C’est précisément de là qu’est né l’appel à coordonner la grève blanche (à la suite de l’action déjà menée par certains enseignants du Haut Adige) à l’échelle nationale, en suspendant les sorties et les voyages éducatifs – dans lesquels, écrivent les enseignants protestataires, « les enseignants n’ont pas d’assurance et de couverture légale, n’ont pas d’indemnité journalière et ne récupèrent pas les heures excédentaires » – et renonçant en masse aux rôles internes non obligatoires (comme les fonctions instrumentales, la coordination, les cours de récupération et les suppléants).
« Est-ce vrai? »
Si on l’envisage à la lumière de ce contexte national, le choix des professeurs de Russi n’est pas une improvisation, mais l’émergence d’une prise de conscience largement répandue. La grève n’introduit pas d’injustice dans la vie scolaire des enfants, mais la rend (enfin) visible : elle montre que l’ancienne « normalité » reposait également sur une énorme quantité de travail supplémentaire sans reconnaissance économique adéquate.
Cela montre combien il est difficile de saper un cadre culturel profondément enraciné dans notre pays : un cadre dans lequel le travail des enseignants reste trop souvent traité comme une vocation missionnaire. Depuis des décennies, on attend de l’enseignant qu’il comble les carences de l’État au nom d’un esprit de sacrifice, repoussant le moment de reconnaître l’enseignement pour ce qu’il est : un métier complexe qui requiert des compétences spécifiques et qui mérite une reconnaissance économique et une réelle protection.

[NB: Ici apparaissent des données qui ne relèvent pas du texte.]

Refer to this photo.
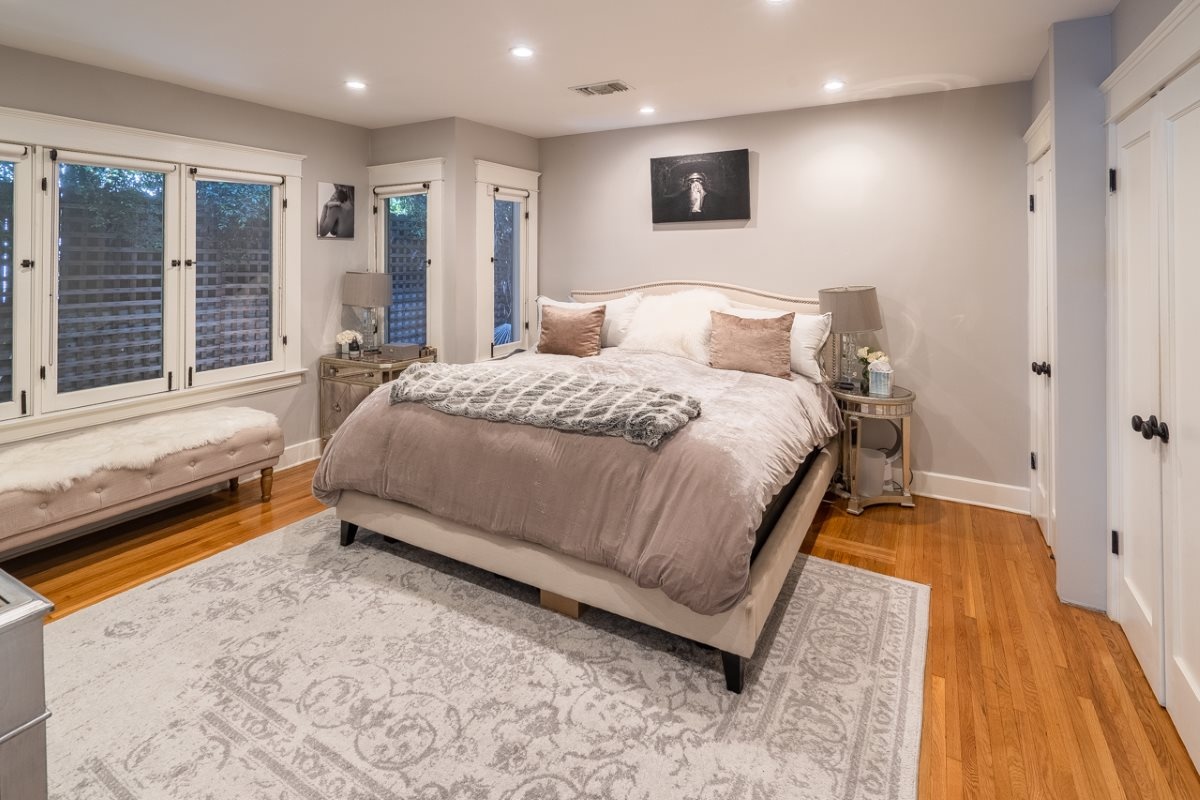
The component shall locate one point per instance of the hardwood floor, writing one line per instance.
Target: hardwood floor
(1025, 697)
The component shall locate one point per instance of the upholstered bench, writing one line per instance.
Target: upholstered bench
(64, 486)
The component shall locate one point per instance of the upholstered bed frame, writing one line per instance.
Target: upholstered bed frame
(565, 578)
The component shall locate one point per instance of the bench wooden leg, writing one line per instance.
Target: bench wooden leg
(562, 605)
(268, 480)
(735, 672)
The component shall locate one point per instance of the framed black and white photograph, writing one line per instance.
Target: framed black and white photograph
(335, 210)
(701, 187)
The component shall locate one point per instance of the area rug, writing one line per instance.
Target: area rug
(291, 668)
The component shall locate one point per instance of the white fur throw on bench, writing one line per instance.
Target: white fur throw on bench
(54, 464)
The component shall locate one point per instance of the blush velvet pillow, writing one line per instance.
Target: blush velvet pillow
(570, 331)
(762, 346)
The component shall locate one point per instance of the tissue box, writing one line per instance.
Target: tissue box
(401, 352)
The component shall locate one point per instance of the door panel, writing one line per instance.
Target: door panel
(1140, 602)
(1180, 106)
(1042, 298)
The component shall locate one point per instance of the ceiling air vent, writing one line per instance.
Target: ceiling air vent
(605, 88)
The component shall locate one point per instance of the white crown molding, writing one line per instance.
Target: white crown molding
(19, 126)
(1171, 48)
(972, 492)
(1041, 134)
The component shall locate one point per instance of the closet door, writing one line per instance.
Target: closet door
(1041, 348)
(1179, 107)
(1140, 601)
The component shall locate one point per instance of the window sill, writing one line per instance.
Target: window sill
(30, 427)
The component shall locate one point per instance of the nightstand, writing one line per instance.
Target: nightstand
(345, 383)
(857, 407)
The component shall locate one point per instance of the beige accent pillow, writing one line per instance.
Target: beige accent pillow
(570, 331)
(762, 346)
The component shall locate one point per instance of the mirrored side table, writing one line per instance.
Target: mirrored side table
(897, 409)
(23, 711)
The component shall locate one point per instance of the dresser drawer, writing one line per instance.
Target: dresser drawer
(23, 765)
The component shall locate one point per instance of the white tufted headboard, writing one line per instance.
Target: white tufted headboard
(739, 295)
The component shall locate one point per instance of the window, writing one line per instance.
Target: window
(507, 226)
(132, 282)
(7, 278)
(507, 217)
(232, 282)
(406, 241)
(111, 316)
(406, 244)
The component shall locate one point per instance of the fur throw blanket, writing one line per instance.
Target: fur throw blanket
(53, 464)
(563, 401)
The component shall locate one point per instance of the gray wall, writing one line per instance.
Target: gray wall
(1133, 20)
(1041, 86)
(922, 197)
(335, 152)
(1083, 59)
(460, 142)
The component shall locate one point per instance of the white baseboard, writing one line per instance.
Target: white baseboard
(299, 453)
(970, 491)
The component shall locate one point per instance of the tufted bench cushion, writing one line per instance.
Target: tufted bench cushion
(30, 519)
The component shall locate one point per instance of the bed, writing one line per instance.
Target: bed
(695, 537)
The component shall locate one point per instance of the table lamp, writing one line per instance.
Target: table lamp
(369, 290)
(853, 310)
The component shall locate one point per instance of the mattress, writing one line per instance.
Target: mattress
(682, 517)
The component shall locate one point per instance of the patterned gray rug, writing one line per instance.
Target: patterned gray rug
(289, 668)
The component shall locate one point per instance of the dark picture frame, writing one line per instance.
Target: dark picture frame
(701, 187)
(335, 210)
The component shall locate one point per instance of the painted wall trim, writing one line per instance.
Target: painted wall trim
(972, 492)
(1171, 48)
(69, 133)
(1041, 134)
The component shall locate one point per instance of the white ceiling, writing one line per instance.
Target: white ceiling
(430, 59)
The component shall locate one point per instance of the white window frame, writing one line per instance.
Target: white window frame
(397, 180)
(279, 278)
(495, 181)
(53, 400)
(42, 132)
(23, 289)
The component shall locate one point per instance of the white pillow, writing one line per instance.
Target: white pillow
(809, 335)
(677, 324)
(617, 314)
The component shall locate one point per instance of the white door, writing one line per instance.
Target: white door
(1180, 108)
(1041, 348)
(1140, 601)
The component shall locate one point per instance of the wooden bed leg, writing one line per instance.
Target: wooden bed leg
(564, 606)
(735, 672)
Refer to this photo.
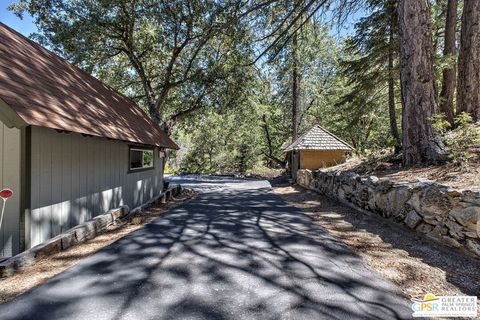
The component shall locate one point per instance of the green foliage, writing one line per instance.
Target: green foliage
(168, 169)
(460, 140)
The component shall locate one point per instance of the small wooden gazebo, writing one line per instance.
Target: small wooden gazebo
(317, 148)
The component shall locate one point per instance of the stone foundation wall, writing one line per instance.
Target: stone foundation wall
(443, 214)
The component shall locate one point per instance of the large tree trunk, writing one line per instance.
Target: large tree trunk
(391, 87)
(420, 144)
(295, 91)
(468, 90)
(449, 74)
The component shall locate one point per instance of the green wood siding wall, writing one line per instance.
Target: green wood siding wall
(75, 178)
(10, 178)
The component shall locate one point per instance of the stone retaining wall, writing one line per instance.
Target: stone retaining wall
(443, 214)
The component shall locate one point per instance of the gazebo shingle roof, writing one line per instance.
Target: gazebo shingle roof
(318, 138)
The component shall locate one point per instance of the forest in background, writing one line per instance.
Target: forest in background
(233, 82)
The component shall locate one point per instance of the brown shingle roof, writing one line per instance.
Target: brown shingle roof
(47, 91)
(318, 138)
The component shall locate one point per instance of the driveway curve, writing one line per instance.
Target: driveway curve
(235, 252)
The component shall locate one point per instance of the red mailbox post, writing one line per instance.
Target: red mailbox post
(4, 194)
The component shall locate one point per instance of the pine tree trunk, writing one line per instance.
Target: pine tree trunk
(468, 90)
(295, 91)
(449, 74)
(391, 90)
(417, 83)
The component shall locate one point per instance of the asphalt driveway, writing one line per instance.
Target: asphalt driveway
(236, 252)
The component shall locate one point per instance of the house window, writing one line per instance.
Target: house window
(141, 159)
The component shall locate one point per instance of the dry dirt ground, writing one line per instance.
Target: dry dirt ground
(416, 265)
(390, 167)
(57, 263)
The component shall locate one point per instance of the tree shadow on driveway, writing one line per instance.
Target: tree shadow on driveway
(229, 254)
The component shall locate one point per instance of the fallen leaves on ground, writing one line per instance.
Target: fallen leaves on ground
(416, 265)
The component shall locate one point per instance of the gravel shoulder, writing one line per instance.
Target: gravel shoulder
(416, 265)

Cela ne veut pas dire que les enfants ne perdront rien cette année à Russi (et qui sait si l’exemple des professeurs de Ravenne ne sera pas imité par d’autres écoles en Italie). Ils perdent vraiment quelque chose, et il est juste de le dire sans escompte : un voyage ne se récupère pas facilement. L’initiative du maire Palli visant à « boucher » la blessure au niveau communautaire est un geste louable de protection de son territoire. Mais pour éviter que les enfants ne soient perdants à l’avenir, on ne peut pas demander aux enseignants de dissimuler les défauts du système scolaire avec leur propre temps qui n’est pas (suffisamment) payé.
La solution pourrait peut-être être que les institutions locales, les syndicats et même les familles se joignent aux enseignants pour poser la question : « est-ce bien ? – tout au long de la chaîne d’approvisionnement jusqu’au Ministère de l’Éducation et du Mérite. Car tant qu’on demandera uniquement aux élèves de la classe de rendre compte des voyages manqués, et non à ceux qui décident des fonds à Rome, la réponse du système sera toujours la même : quelqu’un dans les écoles italiennes doit travailler gratuitement (ou presque). La seule chose qui a vraiment changé, en Russie, c’est que, pour la première fois, les enseignants ne veulent plus le faire.